The EU has since offered to intensify talks and open discussions on legal texts of a draft deal, but Britain maintains there is no basis to resume discussions without a fundamental change in approach.
“My message: we should be making the most out of the little time left,” Michel Barnier, the EU’s chief negotiator, said after a telephone call with British counterpart David Frost.
“Our door remains open.”
The European Commission said it was ready to negotiate though both sides would have to compromise.

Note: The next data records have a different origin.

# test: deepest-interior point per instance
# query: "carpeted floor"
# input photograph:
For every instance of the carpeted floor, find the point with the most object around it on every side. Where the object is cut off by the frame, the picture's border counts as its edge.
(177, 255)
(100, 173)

Johnson’s spokesman said the EU had to show it was taking a fundamentally different approach.
EU diplomats cast Britain’s moves as bluster and a frantic bid to secure concessions before a last-minute deal, though an ally of German Chancellor Angela Merkel said chances of a deal were narrowing.
“At the moment, I see the chances worse than 50-50,” Detlef Seif, Brexit rapporteur for Merkel’s conservatives in the lower house of parliament, told Reuters. “The ball is still in Britain’s court at the moment.”
There is concern in some European capitals that Johnson may judge that the domestic political benefits and potentially the long-term economic freedom of a noisy no-deal exit outweigh the benefits of a shallow trade deal.
“If they want to get back to the negotiating table, they can,” said one EU diplomat. “If they want to jump – we won’t be able to stop them.”
“All this posturing is only aimed at strengthening Johnson’s hand. If they don’t want to talk, that’s their choice. There is no point at this stage to give them anything more,” said another EU diplomat.
Britain formally left the EU at the end of January, but the two sides have been haggling over a deal that would govern $900 billion in trade from car parts to medicines.
Johnson and his Brexit supremo Michael Gove will tell businesses on a video call on Tuesday to step up preparations for the end of the transition period.
Failure to strike a deal with the EU would be “extremely damaging” and cut profits by up to a quarter at carmaker Bentley, its boss told Reuters, as the government urges firms to plan for potential disruption.